— И подумать: сколько дней страха. На деле тьфу, простой разбойник. Ровно своих нет. Нюх-то! удрал и следов никаких. Столичный…
— Компаньоны, говорят, очень в обиде, что их оставил… Тьму денег увез! Чисто дело обделал… Не слыхать, что нового?
К вагонам подходить боялись, жались стороной. А уходить сил не было — слишком любопытно.
Тоня стояла одна за пустым водяным баком. Рядом степь, она все знает, а молчит. Прав дед. А здесь все ненужное… Совсем близко слышен голос сестры:
— Если вы себя кавалером считаете — должны одолжение оказать…
— Слышь ты — одолжение! — удивляется молодой, почти еще мальчишечий голос.
Другие хохочат, а Тоня думает:
«Одолжение, при чем оно? когда она с Василием, у них простое, великое, как степь. А здесь не то…, чему-то улыбаясь».
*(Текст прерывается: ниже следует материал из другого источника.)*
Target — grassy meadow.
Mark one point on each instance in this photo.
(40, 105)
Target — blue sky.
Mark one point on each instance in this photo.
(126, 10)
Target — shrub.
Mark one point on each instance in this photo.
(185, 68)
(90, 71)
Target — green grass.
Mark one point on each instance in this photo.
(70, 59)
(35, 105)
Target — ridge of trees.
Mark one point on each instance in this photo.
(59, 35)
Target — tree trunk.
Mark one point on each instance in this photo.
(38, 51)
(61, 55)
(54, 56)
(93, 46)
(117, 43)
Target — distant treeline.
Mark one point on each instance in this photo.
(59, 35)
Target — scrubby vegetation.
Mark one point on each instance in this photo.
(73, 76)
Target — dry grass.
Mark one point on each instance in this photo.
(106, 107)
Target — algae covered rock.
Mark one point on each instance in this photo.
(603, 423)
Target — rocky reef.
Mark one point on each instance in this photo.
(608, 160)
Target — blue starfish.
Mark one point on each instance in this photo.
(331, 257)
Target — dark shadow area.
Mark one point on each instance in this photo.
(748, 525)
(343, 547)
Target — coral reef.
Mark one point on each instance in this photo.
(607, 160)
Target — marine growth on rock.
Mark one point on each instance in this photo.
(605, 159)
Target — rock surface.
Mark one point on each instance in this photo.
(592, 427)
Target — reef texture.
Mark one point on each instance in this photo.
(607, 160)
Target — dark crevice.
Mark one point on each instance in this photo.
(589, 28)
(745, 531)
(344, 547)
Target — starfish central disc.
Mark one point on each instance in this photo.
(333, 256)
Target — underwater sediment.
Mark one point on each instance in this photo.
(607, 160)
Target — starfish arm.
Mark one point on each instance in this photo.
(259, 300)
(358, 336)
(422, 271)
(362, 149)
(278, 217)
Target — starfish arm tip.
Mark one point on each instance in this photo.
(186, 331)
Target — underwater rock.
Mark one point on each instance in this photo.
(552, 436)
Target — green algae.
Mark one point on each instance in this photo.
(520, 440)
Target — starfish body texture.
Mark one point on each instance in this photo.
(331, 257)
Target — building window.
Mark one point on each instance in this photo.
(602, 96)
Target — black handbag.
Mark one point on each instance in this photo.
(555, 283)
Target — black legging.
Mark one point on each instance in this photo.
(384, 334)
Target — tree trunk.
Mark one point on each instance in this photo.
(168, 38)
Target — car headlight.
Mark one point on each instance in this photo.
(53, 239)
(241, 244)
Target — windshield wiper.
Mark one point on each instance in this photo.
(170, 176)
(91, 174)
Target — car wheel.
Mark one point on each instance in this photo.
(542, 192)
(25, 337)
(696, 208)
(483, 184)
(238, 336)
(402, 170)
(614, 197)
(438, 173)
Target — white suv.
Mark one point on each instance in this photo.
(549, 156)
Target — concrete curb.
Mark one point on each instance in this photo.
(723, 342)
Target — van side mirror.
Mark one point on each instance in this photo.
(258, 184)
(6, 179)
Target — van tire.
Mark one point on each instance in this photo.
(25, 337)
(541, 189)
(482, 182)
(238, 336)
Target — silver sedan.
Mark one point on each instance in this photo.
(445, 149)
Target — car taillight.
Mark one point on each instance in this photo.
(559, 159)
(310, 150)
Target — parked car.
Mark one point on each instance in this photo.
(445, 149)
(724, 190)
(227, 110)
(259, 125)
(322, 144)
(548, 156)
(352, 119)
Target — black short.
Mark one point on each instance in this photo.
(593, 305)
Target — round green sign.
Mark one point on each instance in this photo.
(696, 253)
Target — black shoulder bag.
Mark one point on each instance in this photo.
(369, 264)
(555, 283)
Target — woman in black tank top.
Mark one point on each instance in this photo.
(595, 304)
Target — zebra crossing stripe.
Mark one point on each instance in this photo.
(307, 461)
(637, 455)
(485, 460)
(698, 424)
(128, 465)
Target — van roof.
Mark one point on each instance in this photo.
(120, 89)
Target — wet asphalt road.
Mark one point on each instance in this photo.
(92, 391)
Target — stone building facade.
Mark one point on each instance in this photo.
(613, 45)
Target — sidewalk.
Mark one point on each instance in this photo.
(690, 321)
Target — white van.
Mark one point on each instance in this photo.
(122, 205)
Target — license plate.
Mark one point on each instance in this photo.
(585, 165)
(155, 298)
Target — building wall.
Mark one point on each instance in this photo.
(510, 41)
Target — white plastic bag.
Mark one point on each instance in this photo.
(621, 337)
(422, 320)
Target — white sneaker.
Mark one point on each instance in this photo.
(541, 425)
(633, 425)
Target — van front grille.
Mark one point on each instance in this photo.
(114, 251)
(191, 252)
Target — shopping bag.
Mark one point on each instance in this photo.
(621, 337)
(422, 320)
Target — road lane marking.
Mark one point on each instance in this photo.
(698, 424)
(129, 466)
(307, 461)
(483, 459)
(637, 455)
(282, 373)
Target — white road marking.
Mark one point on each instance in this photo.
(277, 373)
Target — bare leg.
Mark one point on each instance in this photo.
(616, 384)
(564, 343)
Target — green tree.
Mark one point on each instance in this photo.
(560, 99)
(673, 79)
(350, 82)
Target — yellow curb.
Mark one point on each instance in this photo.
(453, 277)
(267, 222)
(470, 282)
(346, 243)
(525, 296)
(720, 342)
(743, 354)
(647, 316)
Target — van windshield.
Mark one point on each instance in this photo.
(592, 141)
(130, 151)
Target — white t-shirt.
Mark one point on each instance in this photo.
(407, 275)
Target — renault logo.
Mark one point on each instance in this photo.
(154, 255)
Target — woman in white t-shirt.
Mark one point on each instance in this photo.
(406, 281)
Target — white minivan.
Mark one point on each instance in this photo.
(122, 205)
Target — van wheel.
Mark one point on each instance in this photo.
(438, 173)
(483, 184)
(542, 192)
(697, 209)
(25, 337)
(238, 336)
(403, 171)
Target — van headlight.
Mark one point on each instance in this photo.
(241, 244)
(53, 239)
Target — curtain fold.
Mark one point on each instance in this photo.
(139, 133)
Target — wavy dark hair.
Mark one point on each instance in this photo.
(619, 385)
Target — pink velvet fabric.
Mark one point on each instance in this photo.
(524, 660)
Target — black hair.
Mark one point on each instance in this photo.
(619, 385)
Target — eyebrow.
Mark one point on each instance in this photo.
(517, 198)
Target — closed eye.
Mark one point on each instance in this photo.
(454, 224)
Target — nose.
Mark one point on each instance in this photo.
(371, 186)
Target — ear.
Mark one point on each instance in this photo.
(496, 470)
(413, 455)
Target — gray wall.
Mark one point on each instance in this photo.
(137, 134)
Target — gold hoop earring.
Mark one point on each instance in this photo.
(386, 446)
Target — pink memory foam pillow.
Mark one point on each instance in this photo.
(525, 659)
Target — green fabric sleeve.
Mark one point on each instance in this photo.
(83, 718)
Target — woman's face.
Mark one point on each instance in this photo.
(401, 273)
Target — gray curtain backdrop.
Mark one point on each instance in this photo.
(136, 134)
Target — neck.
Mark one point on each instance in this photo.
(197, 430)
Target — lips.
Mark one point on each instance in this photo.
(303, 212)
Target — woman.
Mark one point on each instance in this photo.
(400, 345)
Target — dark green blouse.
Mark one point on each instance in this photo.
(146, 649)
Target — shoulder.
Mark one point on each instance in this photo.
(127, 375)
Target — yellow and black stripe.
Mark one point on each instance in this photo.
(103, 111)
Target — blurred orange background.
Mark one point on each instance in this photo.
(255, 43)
Тоня чувствует прилив нежности — со слезами шепчет: — Вася, Васенька, васелек дорогой, что теперь делаешь? думаешь ли обо мне? Мне нужен, потому что без тебя уж и деться-то некуда…
Утром Шильдера выпустили и еще двоих. На платформе митинг. Из вагонов говорят приезжие. Потом отвечают свои. В задних рядах грызут тыквенное семя, молодежь толкается. Через головы Тоня видит Василия. Увидела и испугалась. Незаметно пробралась, встала вплотную. Тот слушает внимательно, сдвинув брови, теребя лохматые волосы…
Вагоны ушли, народ растаял. Платформа опустела — на припеке кому быть охота? Впрочем, двое сидят как-раз под колоколом.
Это Вера и Шильдер. Вера пожимает плечами, поправляет пенснэ, словом волнуется:
— Нет, Андрей Андреевич, нельзя, прямо нельзя. Вы образованный человек, а цена вам грош. Ну, хорошо, вы — кассир. А дальше? самогонка. Я устраиваю читальню, это важно, а вы смеетесь. Чему, позвольте спросить, чему?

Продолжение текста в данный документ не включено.